I trained a TF/Keras model (UNet architecture) with a Tesla K40. When I use it with the Jetson Xavier (Jetpack 4.4.1), however, I get very different results, despite I don’t get any error message (the only “strange” message i get is: ‘ARM64 does not support NUMA - returning NUMA node zero’ - but no failure).
Jetson output is very strange - this is an example of the output array (or part of it):
JETSON:
[0.07289112]
[0.10021071]
[0.10021071]
[0.10021071]
[0.10021071]
[0.10021071]
[0.10021071]
[0.10021071]
[0.10021071]
[0.10021071]
[0.10021071]
[0.10021071]
[0.10021071]
[0.10021071]
[0.10021071]
(numbers change after a while, but not so many of them
while on TESLA:
[0.09022264]
[0.08399124]
[0.09759483]
[0.08107567]
[0.07902569]
[0.11560011]
[0.78396565]
[0.81917554]
[0.31143603]
[0.09954672]
[0.31214723]
[0.0928173 ]
[0.07590267]
[0.88202167]
[0.08934084]
Model was trained with TensorFlow 2.3.1 (tried also with TF 2.0)
I’m doing some more tests now, to check if I can find any fault in the code. I’ve been using this for months (always working properly) and only now I tested it on a Jetson AGX Xavier.
UPDATE: I tried to use PIL to open the .tif image and save it (instead of libtiff) but the results still don’t match (there are huge differences). Apparently, the problem seems to be using a model trained on a different architecture from Jetson.
UPDATE: if testing with a single image 128x128x26, everything works properly. It seems that dealing with a batch > 1 raises some sort of issue. I will try with a subsample.

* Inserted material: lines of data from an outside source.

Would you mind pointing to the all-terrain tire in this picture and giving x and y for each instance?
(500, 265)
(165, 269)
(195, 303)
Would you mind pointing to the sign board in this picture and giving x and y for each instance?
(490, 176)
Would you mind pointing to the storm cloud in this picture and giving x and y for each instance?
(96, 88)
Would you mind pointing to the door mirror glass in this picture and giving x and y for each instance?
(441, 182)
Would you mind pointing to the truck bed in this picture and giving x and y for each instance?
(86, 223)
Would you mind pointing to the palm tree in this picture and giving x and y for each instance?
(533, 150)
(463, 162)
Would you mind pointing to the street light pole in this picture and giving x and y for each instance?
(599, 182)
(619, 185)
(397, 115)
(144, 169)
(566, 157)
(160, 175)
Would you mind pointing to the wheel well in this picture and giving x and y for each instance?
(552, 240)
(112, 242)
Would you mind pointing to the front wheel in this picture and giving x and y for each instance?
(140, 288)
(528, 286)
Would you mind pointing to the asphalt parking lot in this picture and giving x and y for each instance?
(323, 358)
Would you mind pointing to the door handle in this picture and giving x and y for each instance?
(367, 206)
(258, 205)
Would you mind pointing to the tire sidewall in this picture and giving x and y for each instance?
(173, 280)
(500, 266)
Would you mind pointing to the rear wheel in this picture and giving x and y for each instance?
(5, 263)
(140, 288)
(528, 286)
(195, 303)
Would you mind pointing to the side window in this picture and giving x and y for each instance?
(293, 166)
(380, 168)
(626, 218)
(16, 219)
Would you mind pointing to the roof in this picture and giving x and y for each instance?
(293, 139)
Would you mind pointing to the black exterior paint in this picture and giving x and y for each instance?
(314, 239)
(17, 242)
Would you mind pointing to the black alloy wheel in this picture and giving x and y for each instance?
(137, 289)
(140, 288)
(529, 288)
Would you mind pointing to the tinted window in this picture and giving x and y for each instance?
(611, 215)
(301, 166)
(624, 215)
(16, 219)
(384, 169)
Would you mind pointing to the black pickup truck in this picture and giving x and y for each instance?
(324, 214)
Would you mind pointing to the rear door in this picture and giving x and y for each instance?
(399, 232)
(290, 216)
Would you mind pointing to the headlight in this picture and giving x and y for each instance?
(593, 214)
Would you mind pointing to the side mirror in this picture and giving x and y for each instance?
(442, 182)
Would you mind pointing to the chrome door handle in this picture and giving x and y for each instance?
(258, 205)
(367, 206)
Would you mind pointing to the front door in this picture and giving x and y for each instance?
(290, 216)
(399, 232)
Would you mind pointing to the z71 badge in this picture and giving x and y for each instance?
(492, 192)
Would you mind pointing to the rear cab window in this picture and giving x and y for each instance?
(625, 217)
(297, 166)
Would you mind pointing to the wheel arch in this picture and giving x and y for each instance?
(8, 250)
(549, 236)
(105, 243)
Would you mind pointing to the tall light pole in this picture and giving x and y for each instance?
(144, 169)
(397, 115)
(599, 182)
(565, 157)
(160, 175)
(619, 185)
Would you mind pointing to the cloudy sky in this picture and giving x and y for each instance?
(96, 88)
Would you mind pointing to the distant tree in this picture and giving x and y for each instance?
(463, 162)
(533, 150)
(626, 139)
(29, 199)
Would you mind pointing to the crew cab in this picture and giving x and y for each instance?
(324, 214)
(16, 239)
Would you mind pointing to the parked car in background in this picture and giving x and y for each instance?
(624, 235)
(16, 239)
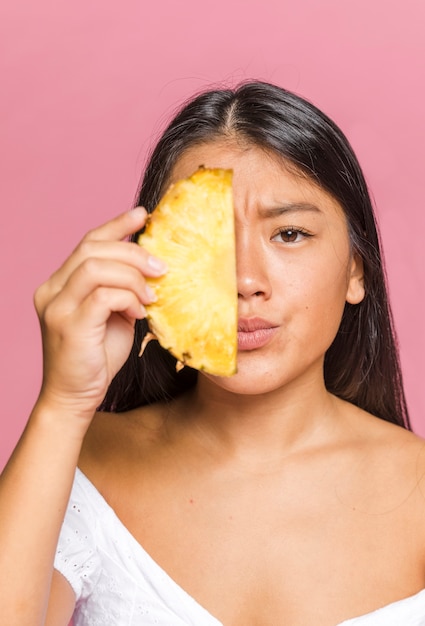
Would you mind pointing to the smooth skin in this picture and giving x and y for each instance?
(265, 497)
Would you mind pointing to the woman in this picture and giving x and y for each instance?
(290, 493)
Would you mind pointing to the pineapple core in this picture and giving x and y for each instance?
(192, 230)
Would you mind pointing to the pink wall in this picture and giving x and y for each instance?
(86, 85)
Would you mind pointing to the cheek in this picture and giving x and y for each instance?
(314, 294)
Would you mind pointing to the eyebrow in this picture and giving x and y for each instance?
(289, 207)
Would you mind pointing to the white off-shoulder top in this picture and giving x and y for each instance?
(117, 583)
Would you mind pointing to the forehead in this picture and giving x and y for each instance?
(261, 178)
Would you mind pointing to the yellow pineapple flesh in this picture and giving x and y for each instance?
(192, 230)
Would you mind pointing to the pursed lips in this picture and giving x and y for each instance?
(254, 332)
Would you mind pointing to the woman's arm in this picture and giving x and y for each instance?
(87, 311)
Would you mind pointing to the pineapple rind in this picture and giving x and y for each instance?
(192, 230)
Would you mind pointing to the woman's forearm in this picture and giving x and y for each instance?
(34, 492)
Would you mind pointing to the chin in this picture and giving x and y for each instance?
(248, 381)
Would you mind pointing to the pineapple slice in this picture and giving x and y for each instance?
(192, 230)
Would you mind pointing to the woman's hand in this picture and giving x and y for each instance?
(87, 312)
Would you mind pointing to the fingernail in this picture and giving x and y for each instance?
(151, 294)
(156, 264)
(138, 212)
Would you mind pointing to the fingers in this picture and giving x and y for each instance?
(119, 227)
(100, 275)
(103, 258)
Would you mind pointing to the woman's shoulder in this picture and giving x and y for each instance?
(386, 451)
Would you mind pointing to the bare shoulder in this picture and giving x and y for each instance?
(388, 451)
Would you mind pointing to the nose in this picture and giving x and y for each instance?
(251, 267)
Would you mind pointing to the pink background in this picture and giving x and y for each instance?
(87, 85)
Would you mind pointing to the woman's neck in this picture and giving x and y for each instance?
(261, 428)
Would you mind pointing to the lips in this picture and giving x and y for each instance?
(254, 333)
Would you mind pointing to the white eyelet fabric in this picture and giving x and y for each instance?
(117, 583)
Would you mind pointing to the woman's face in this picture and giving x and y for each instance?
(295, 269)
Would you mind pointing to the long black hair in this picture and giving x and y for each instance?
(362, 365)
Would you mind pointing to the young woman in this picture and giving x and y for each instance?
(290, 493)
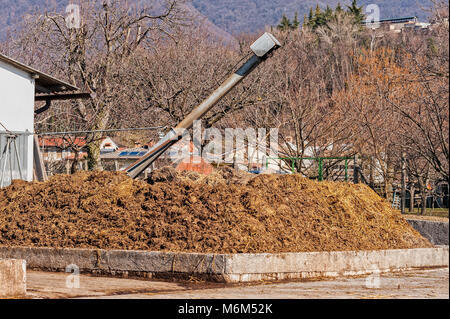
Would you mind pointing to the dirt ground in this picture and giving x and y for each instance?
(431, 218)
(417, 284)
(223, 212)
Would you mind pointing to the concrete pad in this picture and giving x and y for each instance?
(43, 285)
(436, 232)
(231, 268)
(12, 278)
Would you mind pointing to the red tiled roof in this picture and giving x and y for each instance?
(61, 142)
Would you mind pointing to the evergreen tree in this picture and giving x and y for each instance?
(358, 16)
(319, 18)
(285, 23)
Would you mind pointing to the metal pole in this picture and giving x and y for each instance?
(320, 169)
(261, 49)
(18, 158)
(346, 170)
(5, 158)
(355, 170)
(403, 191)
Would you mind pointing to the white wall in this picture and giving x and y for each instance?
(17, 107)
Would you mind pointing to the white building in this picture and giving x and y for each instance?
(20, 87)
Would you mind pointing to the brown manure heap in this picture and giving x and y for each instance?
(224, 212)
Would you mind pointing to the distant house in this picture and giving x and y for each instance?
(20, 87)
(397, 25)
(63, 148)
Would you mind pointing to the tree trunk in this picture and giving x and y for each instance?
(94, 162)
(424, 202)
(411, 202)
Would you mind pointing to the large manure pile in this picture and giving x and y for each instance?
(223, 212)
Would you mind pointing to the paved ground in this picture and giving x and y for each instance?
(411, 284)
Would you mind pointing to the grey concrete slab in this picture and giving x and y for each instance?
(436, 232)
(229, 267)
(12, 278)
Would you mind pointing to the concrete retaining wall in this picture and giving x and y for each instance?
(435, 232)
(229, 267)
(12, 278)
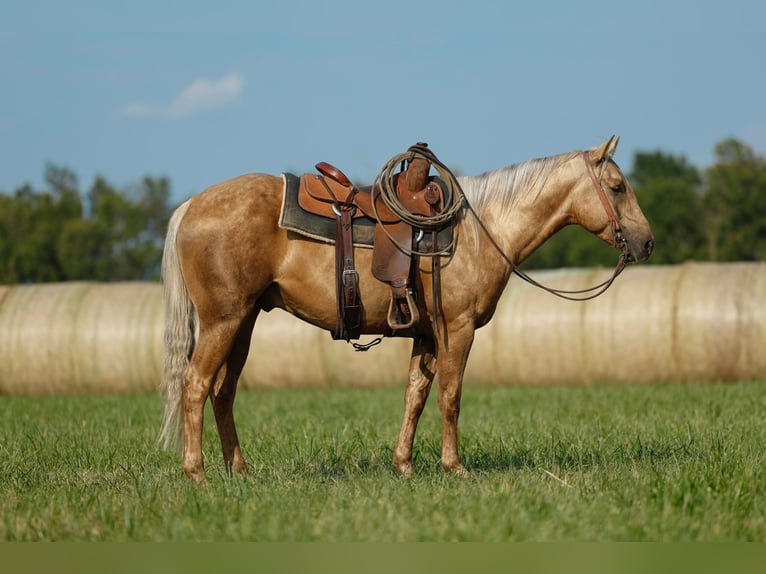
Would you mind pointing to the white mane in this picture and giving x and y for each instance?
(499, 190)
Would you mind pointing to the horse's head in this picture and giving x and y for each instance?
(606, 206)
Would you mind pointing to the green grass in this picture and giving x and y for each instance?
(660, 463)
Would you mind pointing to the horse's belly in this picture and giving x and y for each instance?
(306, 287)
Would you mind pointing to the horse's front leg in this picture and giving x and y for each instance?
(452, 360)
(421, 375)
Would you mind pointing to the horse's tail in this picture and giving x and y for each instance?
(180, 335)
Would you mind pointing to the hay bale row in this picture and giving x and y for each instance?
(692, 322)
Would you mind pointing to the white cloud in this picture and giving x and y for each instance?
(198, 96)
(204, 94)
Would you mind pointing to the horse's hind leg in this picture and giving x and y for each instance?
(421, 375)
(222, 396)
(209, 358)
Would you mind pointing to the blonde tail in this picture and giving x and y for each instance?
(180, 335)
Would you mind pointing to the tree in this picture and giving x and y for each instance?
(47, 236)
(668, 190)
(735, 200)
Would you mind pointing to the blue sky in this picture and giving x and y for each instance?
(203, 91)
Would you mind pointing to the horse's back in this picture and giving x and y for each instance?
(220, 238)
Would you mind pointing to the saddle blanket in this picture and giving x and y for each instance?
(294, 218)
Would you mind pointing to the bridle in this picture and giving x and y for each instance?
(619, 242)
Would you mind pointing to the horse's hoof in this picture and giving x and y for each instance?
(404, 468)
(196, 474)
(458, 470)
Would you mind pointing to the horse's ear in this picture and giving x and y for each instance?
(613, 147)
(604, 151)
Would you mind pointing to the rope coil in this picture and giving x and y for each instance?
(454, 198)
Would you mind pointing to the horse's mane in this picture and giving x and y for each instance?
(500, 189)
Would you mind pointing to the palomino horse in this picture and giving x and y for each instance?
(226, 259)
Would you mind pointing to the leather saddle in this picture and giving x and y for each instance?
(331, 194)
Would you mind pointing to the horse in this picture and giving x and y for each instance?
(226, 259)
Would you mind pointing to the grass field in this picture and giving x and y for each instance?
(658, 463)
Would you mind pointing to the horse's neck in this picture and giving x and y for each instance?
(524, 214)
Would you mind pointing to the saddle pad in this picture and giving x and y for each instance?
(294, 218)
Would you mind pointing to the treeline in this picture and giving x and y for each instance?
(715, 214)
(61, 233)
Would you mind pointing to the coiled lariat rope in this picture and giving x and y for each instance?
(454, 198)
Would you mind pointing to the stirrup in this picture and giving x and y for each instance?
(398, 316)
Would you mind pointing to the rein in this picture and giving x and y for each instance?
(619, 240)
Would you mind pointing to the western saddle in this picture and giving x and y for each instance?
(331, 194)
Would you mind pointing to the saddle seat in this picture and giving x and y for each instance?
(331, 194)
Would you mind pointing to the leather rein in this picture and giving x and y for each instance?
(619, 242)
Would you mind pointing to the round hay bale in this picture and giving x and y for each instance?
(78, 337)
(692, 322)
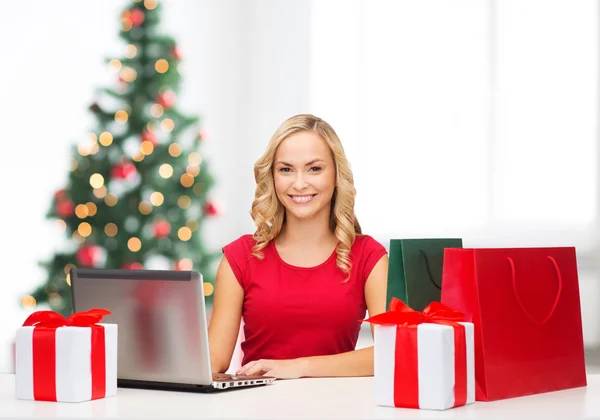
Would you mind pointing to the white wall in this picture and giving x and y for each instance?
(238, 57)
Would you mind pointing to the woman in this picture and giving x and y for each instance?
(303, 281)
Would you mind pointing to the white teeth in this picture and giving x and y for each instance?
(301, 198)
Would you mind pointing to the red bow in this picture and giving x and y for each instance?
(45, 324)
(51, 319)
(403, 315)
(406, 375)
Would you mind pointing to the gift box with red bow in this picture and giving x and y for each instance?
(62, 359)
(423, 359)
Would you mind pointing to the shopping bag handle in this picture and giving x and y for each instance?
(517, 297)
(429, 270)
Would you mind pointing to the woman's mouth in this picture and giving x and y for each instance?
(301, 199)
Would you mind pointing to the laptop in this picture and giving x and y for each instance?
(162, 324)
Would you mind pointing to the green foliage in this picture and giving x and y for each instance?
(140, 177)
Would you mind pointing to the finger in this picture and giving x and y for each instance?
(247, 366)
(255, 370)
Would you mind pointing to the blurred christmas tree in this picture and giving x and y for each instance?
(137, 191)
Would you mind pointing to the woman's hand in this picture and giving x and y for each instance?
(280, 369)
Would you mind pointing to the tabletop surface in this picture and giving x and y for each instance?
(322, 398)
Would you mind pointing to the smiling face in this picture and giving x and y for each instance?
(304, 175)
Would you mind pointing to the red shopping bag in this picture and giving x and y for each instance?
(525, 306)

Can be this caused by a memory issue?
I did, but apparently is still stuck (from more than a hour) after:
2020-11-06 13:03:38.836944: I tensorflow/stream_executor/platform/default/dso_loader.cc:49] Successfully opened dynamic library libcublas.so.10
I tested the code with only two samples and runs properly. I strongly suspect a problem with memory (to me, it seems like overwriting results. Batch_size = 2 still works, I might investigate the maximum number of samples that do not cause any issue in the results, but it wouldn’t be very productive for my use case and knowing how i could actually solve this would be much better.
gpus = tf.config.experimental.list_physical_devices('GPU')
# Currently, memory growth needs to be the same across GPUs
for gpu in gpus:
tf.config.experimental.set_virtual_device_configuration(gpus[0], [tf.config.experimental.VirtualDeviceConfiguration(memory_limit=4096)])
but the results don’t change. I’m also running a cuda memcheck with this option set, but it’s stuck as always.
EDIT: I tried all the possible solution that came to my mind. At the end, what I noticed is that if I set the batch_size in the model.predict() method to 3 or less, results are correct. An alternative is to select only 3 (or less) inputs, instead of the entire collection, without setting the batch_size (which in model.predict() is 32 by defaults). Apparently, it seems that when performing inference on more than 3 samples at the same time TF fails and gives wrong results… Any idea/suggestion? cuda-memcheck got stuck 4 hours without giving any result…
about the first, I’m pretty sure I already did it and memory was not full. In any case, I already set the VirtualDeviceConfiguration memory limit to 4096 (also tried with lower values, but nothing changes).
These are the latest updates:
TF results match when using UNet if I set batch_size=1 in “model.predict()”
TF results match at 98% (2 wrong results out of 42) when using a CNN (that only classifies the pair) if I set batch_size=1 in “model.predict()”
TF-TRT results match if using FP32 or FP16 mode.
To me, it seems something buggy with TF on Jetson, but I might be wrong.